Wie die Virus-Mutationen zeigen, kann sich die Erkenntnislage rasch ändern. Und die Infektionen breiten sich auch nicht bundesweit in gleichem Maße und mit gleichen Gefährdungen der Bevölkerung aus. Darum sieht die jüngste Reform des Infektionsschutzgesetzes unter anderem vor, staatliche Schutzmaßnahmen unter Berücksichtigung regionaler Unterschiede beim Infektionsgeschehen und orientiert an Schwellenwerten zu ermöglichen.

Wie soll es praktisch funktionieren?

Mit den so hoffentlich nach bestem medizinischen und epidemiologischen Wissen und Gewissen ausgewählten Maßnahmen kann man nicht warten, bis „Bürger-oder sonst-wie-Debatten“ endlich zum Abschluss kommen. Und wie sollen solche Debattiergremien zusammengesetzt sein? Ärztinnen würden in solchen Debattierzirkeln vor einem anderen Erfahrungshintergrund und mit anderen Risikoabwägungen urteilen als Restaurantbesitzerinnen, ältere Menschen anders als junge, Polizisten anders als Juristinnen, Risikofreudige anders als Risikoscheue, Lehrer anders als Ladeninhaberinnen, Kinderlose anders als Eltern und, und, und. Inzwischen macht das Virus, was es am besten kann: sich vermehren.
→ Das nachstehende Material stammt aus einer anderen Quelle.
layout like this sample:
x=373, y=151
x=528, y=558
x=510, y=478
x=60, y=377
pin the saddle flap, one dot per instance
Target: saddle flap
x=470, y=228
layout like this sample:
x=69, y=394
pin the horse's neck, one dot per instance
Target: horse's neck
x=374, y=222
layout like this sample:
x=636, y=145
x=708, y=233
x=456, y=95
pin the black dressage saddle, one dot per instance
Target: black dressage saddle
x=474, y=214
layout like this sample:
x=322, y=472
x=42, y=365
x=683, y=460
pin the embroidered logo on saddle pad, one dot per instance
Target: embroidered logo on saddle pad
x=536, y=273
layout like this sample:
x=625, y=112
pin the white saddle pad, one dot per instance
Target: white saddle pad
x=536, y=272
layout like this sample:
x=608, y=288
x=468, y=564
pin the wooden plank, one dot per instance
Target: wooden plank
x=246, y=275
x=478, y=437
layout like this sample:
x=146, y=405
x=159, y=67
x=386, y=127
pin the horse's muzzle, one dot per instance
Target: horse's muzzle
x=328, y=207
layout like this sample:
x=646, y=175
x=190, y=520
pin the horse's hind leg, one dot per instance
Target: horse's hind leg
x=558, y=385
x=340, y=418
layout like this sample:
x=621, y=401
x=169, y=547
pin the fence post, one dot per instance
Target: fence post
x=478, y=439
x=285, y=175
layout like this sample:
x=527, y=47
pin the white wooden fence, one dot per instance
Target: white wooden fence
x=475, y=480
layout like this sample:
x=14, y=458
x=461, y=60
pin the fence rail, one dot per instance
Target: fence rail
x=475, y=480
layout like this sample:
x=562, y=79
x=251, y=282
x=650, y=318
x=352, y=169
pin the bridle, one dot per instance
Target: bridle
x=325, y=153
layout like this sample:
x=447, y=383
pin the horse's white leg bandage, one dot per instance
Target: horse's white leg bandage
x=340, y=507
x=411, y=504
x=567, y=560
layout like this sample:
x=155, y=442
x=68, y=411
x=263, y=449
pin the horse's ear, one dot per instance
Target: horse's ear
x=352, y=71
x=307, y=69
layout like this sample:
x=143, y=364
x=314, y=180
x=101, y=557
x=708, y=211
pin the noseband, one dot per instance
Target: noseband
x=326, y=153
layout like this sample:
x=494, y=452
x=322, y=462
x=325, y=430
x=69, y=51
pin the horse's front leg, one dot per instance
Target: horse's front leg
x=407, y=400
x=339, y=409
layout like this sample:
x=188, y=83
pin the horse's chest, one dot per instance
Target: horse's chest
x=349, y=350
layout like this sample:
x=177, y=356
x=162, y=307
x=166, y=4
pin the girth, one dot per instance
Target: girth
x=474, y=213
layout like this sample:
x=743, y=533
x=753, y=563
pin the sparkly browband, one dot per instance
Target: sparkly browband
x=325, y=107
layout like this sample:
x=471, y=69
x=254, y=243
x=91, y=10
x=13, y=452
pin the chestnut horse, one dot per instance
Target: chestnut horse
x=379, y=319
Die Menschen sind nicht nur auf sehr unterschiedliche Weise von den Maßnahmen betroffen, die den Verlauf der Pandemie eindämmen sollen, sondern auch von den Zeitverzögerungen, die in Kauf zu nehmen wären, wenn diskutiert, statt nach bestem Wissen und Gewissen gehandelt wird. Falsche Politik, überzogene Maßnahmen lassen sich korrigieren, verlorene Leben nicht.

Die repräsentative Demokratie lebt von einem guten Mix aus Delegieren, Erklären, Partizipieren und Durchsetzen. Mündige Bürgerinnen und Bürger, im Kanzlerinnen-Sprech „die Menschen“, müssen dafür nicht geschickter erzogen, sie müssen überzeugt werden.